Domestic team information
- 1997–2000: Lincolnshire

Career statistics
| Competition | List A |
| Matches | 5 |
| Runs scored | 94 |
| Batting average | 18.80 |
| 100s/50s | –/1 |
| Top score | 52 |
| Balls bowled | – |
| Wickets | – |
| Bowling average | – |
| 5 wickets in innings | – |
| 10 wickets in match | – |
| Best bowling | – |
| Catches/stumpings | 5/1 |
- Source: Cricinfo, 24 June 2011

= Peter Trend =

English cricketer (born 1974)

Peter Charles Trend (born 24 August 1974) is a former English cricketer. Trend was a right-handed batsman who fielded as a wicket-keeper. He was born in Wolverhampton, Staffordshire.
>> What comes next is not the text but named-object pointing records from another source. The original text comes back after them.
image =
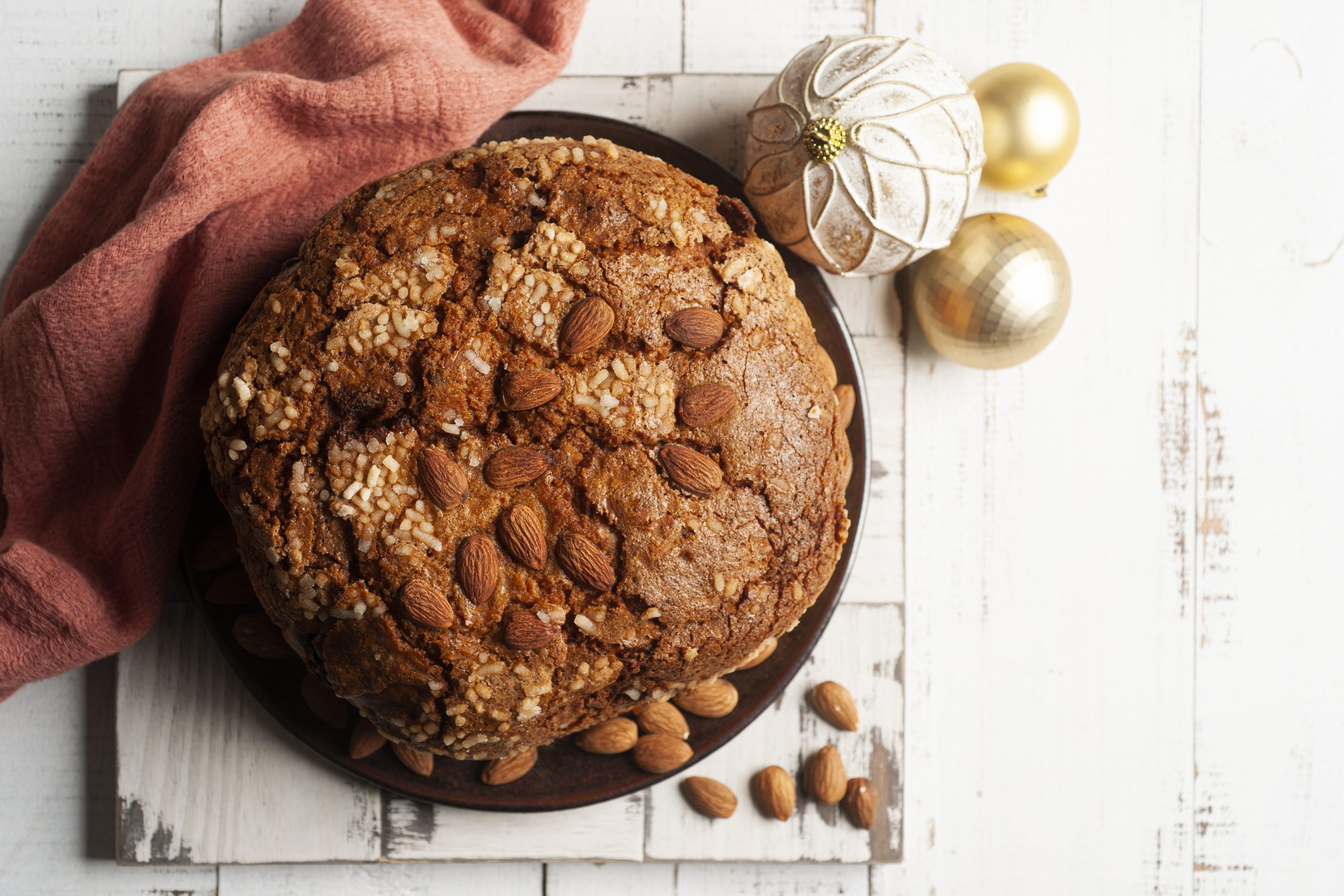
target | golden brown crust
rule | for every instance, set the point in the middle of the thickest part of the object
(393, 333)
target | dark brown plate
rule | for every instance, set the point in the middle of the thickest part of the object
(565, 777)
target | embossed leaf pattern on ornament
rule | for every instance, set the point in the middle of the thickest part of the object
(911, 159)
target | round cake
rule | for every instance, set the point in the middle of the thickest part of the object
(529, 434)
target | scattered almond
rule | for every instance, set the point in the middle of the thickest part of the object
(611, 736)
(323, 702)
(694, 327)
(230, 587)
(215, 550)
(658, 754)
(761, 655)
(586, 325)
(524, 390)
(366, 739)
(478, 567)
(774, 793)
(860, 803)
(524, 630)
(826, 777)
(713, 700)
(425, 605)
(512, 467)
(523, 536)
(585, 562)
(256, 635)
(441, 479)
(844, 394)
(709, 797)
(691, 471)
(835, 704)
(663, 719)
(705, 404)
(423, 763)
(502, 772)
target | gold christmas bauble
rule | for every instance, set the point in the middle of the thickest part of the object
(995, 296)
(1031, 127)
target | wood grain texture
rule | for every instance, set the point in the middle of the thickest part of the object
(860, 649)
(1269, 722)
(611, 830)
(206, 775)
(1049, 511)
(387, 879)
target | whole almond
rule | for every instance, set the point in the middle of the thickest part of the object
(423, 763)
(658, 754)
(611, 736)
(512, 467)
(523, 536)
(524, 390)
(230, 589)
(366, 739)
(425, 605)
(834, 703)
(761, 655)
(586, 325)
(323, 702)
(709, 797)
(860, 803)
(828, 366)
(502, 772)
(691, 471)
(256, 635)
(215, 550)
(826, 777)
(478, 567)
(774, 793)
(663, 719)
(713, 700)
(441, 479)
(844, 394)
(694, 327)
(705, 404)
(526, 630)
(585, 562)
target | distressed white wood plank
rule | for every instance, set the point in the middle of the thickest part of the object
(58, 784)
(1050, 507)
(772, 880)
(206, 775)
(878, 574)
(706, 879)
(860, 649)
(608, 832)
(411, 879)
(622, 99)
(706, 112)
(1269, 726)
(245, 20)
(760, 37)
(59, 65)
(623, 38)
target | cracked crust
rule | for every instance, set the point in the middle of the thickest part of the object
(390, 335)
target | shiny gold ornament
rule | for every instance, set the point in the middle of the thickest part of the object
(824, 139)
(995, 296)
(1031, 127)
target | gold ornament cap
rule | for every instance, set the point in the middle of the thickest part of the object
(824, 139)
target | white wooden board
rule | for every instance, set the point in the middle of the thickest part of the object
(205, 774)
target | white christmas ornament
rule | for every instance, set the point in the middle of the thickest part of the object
(863, 154)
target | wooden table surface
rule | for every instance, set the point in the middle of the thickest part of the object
(1116, 568)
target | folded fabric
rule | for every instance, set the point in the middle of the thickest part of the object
(118, 312)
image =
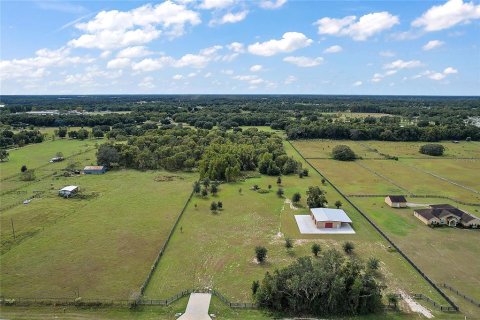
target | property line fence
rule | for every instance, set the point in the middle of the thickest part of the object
(450, 302)
(162, 249)
(420, 296)
(414, 196)
(472, 301)
(43, 166)
(80, 302)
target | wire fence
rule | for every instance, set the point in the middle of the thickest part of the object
(450, 302)
(471, 300)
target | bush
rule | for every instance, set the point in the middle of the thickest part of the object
(339, 288)
(261, 253)
(343, 153)
(432, 149)
(348, 247)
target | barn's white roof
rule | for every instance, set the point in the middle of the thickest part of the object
(325, 214)
(69, 188)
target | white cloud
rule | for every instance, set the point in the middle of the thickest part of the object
(271, 4)
(436, 75)
(387, 53)
(400, 64)
(216, 4)
(116, 29)
(236, 47)
(359, 30)
(432, 44)
(37, 66)
(147, 83)
(447, 15)
(231, 18)
(256, 68)
(290, 79)
(198, 61)
(118, 63)
(290, 41)
(134, 52)
(304, 62)
(333, 49)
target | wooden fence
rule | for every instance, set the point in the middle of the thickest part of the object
(471, 300)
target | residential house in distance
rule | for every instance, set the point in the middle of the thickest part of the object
(396, 201)
(68, 191)
(445, 214)
(94, 169)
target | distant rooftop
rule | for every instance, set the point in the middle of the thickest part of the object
(325, 214)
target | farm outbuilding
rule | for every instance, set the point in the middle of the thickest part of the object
(94, 169)
(445, 214)
(329, 218)
(68, 191)
(396, 201)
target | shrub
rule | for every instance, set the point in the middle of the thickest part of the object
(348, 247)
(261, 253)
(316, 249)
(343, 153)
(432, 149)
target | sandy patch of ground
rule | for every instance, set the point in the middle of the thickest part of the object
(415, 306)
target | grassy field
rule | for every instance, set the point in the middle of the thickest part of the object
(217, 250)
(101, 246)
(323, 148)
(448, 247)
(410, 149)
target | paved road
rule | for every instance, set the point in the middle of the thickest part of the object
(197, 307)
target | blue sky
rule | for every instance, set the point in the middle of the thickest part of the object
(234, 46)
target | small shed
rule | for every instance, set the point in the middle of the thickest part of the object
(68, 191)
(329, 218)
(396, 201)
(94, 169)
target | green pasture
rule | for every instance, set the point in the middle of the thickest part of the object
(462, 149)
(437, 251)
(216, 250)
(321, 148)
(102, 246)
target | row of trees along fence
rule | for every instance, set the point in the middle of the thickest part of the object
(450, 302)
(414, 196)
(471, 300)
(162, 249)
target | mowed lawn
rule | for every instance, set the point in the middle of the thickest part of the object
(355, 179)
(216, 250)
(102, 246)
(320, 148)
(463, 171)
(462, 149)
(436, 251)
(421, 183)
(36, 155)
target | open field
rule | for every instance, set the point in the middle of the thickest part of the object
(101, 246)
(465, 172)
(320, 148)
(217, 250)
(436, 251)
(410, 149)
(36, 155)
(421, 183)
(448, 247)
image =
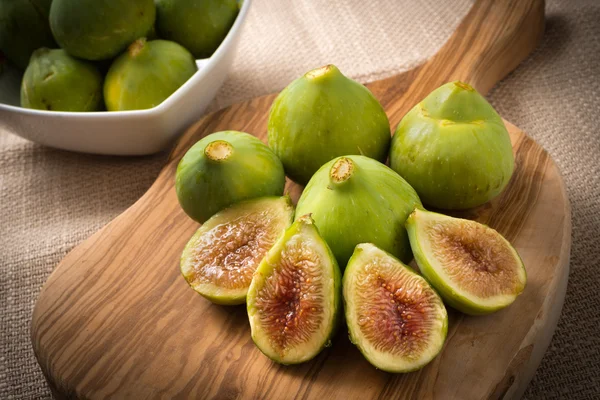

Trend made his debut for Lincolnshire in the 1997 MCCA Knockout Trophy against Hertfordshire. Trend played Minor counties cricket for Lincolnshire from 1997 to 2000, which included 32 Minor Counties Championship matches and 16 MCCA Knockout Trophy matches. He made his List A debut against Derbyshire in the 1997 NatWest Trophy. He played 4 further List A matches for Lincolnshire, the last coming against Lancashire in the 2000 NatWest Trophy. In his 5 matches, he scored 94 runs at an average of 18.00, while behind the stumps he took 5 catches and made a single stumping. He scored his only half century when he made 53 against the Netherlands in the 2000 NatWest Trophy.